Umm the key word here is possibility.
If we adjust the retirement age upwards (due to longer lifetimes) and remove the upper salary cap for SS withholding, the possibility will likely vanish.
At least for the next 100 years.
The real issue with SS is that the govt spent the surplus and does not want to pay it back.
1) The pay in and pay out states meme is one boobytrap. The "pay in" states being on average older than most the nation as a whole are the primary recipients of SS so there is a huge and inaccurate body of data that will be uncovered in the process of reform. The blood tax of military service also tends to be disregarded in the pay in pay out debate. This will complicate matters a lot.
2) No one trusts the economic stats being put out by any side. Politicians lie but voters act as if their guy is both truthful and competent which are two dubious assumptions for the price of one. Getting a working consensus going will be rough.

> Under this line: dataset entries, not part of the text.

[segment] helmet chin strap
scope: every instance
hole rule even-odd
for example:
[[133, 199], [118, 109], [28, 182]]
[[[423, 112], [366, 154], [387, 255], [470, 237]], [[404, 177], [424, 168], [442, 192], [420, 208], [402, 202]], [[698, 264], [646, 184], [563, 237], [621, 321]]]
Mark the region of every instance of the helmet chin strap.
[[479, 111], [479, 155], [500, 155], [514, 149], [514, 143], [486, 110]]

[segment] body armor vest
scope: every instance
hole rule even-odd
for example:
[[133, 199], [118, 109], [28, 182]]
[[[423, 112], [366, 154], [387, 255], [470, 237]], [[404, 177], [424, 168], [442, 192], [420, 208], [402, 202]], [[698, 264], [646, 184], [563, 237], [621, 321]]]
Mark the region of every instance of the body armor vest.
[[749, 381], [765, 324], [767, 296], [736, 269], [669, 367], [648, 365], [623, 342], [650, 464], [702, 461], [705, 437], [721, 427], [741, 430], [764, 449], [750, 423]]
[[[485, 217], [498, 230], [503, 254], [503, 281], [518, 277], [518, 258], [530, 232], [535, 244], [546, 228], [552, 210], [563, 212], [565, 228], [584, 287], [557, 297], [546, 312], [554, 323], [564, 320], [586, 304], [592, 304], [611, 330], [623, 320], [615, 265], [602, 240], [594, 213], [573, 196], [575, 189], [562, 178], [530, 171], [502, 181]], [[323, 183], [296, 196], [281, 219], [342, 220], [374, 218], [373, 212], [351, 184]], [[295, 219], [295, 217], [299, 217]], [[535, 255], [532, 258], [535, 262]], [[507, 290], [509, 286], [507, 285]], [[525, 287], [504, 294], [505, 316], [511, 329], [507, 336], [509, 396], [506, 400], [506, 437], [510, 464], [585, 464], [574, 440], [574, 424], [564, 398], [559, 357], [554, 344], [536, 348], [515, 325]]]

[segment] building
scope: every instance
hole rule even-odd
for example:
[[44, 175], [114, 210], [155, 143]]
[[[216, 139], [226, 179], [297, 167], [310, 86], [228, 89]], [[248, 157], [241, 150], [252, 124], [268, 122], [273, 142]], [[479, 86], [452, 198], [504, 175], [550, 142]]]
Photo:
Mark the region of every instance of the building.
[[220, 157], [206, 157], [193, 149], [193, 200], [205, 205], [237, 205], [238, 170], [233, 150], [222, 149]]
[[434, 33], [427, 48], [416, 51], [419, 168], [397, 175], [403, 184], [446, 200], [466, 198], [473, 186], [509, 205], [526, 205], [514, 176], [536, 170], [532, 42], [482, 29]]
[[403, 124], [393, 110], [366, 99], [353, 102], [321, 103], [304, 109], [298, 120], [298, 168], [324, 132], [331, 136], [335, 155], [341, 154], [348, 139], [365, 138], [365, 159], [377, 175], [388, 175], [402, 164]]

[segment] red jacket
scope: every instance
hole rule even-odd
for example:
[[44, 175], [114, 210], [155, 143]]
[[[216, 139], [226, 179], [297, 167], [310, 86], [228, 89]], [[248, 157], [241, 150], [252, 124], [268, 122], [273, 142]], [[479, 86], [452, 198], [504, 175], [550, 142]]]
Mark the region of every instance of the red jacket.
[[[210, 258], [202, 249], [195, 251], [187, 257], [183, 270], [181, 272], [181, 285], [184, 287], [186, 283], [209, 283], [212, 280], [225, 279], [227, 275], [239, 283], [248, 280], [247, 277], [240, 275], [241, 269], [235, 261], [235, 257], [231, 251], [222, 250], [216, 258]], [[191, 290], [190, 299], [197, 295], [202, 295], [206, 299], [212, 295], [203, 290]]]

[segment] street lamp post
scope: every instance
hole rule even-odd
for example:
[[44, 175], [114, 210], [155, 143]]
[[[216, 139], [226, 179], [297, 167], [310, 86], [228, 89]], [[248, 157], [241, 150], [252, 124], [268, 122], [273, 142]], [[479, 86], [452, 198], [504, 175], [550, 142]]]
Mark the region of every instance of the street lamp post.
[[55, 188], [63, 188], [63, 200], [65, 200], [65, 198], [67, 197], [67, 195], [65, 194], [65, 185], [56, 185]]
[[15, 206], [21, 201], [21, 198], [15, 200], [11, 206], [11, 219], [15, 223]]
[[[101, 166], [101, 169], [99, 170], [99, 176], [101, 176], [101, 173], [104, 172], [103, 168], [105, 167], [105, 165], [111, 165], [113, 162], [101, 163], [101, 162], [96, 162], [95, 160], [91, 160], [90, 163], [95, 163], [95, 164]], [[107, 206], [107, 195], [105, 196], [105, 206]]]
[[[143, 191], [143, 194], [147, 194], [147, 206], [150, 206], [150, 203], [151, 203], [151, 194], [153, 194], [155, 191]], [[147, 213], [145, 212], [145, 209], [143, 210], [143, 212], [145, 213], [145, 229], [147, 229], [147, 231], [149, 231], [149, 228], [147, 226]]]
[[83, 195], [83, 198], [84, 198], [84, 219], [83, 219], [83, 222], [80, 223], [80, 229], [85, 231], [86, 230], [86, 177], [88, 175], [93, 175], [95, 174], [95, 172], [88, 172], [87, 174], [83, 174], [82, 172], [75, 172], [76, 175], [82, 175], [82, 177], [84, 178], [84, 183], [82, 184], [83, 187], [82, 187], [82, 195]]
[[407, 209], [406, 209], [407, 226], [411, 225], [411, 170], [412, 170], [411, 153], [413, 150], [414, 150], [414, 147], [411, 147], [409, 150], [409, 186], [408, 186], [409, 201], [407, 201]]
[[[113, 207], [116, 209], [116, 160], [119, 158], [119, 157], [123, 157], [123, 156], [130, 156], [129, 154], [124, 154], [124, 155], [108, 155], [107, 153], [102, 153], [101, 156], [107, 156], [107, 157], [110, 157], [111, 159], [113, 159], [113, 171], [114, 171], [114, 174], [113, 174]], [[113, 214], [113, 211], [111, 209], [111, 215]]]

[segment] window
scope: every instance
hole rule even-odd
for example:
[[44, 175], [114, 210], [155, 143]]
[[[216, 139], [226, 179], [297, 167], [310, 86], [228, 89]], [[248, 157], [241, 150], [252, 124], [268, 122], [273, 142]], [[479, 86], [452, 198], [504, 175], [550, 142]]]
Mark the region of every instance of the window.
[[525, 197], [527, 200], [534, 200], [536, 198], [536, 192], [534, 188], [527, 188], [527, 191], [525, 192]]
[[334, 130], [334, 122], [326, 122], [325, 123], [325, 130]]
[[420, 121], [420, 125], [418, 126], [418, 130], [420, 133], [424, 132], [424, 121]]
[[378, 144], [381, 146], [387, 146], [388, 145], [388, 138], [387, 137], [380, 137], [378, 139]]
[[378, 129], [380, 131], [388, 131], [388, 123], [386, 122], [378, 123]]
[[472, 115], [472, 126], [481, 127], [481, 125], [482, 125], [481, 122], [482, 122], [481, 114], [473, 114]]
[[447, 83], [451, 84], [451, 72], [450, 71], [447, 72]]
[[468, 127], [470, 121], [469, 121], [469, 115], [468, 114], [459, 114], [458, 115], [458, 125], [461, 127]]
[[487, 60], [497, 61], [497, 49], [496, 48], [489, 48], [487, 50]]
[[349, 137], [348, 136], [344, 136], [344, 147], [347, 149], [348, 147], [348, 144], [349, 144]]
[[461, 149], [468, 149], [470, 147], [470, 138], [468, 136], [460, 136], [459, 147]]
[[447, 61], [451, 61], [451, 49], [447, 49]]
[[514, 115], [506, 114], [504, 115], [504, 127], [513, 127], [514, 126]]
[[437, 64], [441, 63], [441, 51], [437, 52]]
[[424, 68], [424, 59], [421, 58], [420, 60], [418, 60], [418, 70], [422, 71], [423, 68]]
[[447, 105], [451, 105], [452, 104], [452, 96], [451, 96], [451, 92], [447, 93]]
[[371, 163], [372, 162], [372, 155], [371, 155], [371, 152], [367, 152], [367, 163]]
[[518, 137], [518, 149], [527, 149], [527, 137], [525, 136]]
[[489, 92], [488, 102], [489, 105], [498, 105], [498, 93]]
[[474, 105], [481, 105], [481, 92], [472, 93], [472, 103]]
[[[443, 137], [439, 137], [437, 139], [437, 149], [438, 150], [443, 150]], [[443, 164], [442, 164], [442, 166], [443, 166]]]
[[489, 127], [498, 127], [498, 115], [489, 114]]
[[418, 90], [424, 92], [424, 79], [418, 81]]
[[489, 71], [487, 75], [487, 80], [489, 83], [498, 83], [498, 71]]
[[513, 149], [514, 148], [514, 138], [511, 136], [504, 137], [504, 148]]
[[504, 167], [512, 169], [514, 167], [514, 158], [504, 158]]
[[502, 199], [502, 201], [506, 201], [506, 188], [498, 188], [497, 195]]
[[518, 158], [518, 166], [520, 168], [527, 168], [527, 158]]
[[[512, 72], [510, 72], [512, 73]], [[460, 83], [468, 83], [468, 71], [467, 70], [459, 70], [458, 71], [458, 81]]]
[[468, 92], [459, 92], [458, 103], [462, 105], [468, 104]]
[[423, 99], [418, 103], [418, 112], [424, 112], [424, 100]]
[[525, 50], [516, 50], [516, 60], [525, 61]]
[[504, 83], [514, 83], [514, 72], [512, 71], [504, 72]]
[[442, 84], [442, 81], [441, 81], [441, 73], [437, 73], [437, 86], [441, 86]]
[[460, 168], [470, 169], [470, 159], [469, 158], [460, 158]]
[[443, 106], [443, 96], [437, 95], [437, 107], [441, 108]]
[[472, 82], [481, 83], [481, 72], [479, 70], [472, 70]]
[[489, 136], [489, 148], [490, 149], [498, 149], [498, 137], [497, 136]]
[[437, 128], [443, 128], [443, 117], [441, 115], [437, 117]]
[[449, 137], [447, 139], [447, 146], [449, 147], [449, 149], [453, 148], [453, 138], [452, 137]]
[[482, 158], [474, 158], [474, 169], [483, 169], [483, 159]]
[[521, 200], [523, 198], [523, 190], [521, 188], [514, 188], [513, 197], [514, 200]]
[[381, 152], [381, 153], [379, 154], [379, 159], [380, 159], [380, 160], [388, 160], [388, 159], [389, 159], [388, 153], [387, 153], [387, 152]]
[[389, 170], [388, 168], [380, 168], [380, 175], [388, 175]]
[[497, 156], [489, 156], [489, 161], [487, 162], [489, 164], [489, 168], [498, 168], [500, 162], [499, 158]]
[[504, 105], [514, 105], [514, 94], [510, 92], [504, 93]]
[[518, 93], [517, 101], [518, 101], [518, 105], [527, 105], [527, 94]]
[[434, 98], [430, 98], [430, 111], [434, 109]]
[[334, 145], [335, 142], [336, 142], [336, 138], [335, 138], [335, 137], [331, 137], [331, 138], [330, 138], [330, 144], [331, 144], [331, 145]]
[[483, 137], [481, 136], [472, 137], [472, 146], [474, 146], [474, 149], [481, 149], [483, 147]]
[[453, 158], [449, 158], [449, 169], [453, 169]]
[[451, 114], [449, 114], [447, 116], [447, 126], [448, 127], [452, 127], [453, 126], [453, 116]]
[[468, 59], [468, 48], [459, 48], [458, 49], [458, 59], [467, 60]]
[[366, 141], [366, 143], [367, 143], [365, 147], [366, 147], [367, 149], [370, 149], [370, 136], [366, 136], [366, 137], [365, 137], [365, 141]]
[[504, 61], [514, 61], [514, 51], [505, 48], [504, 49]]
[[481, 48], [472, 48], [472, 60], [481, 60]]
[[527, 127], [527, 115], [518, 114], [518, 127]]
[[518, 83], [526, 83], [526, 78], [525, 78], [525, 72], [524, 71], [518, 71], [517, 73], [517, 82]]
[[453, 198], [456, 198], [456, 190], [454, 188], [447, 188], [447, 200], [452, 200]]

3) The promotion of off label use of generic drugs and streamlining the acceptance of medical equipment is also needed. This week's "The Economist" had an article on low cost Chinese and Indian medical equipment especially imaging equipment, that was shocking. A complete body scan in India costs 1-10% of what it does here because of simpler technology. The UHC bureaucracy that is being set up will be a huge roadblock to medical progress.
So, while what we both propose would work getting it passed in one swell foop is unlikely in the extreme, it will be a long, drawn out process.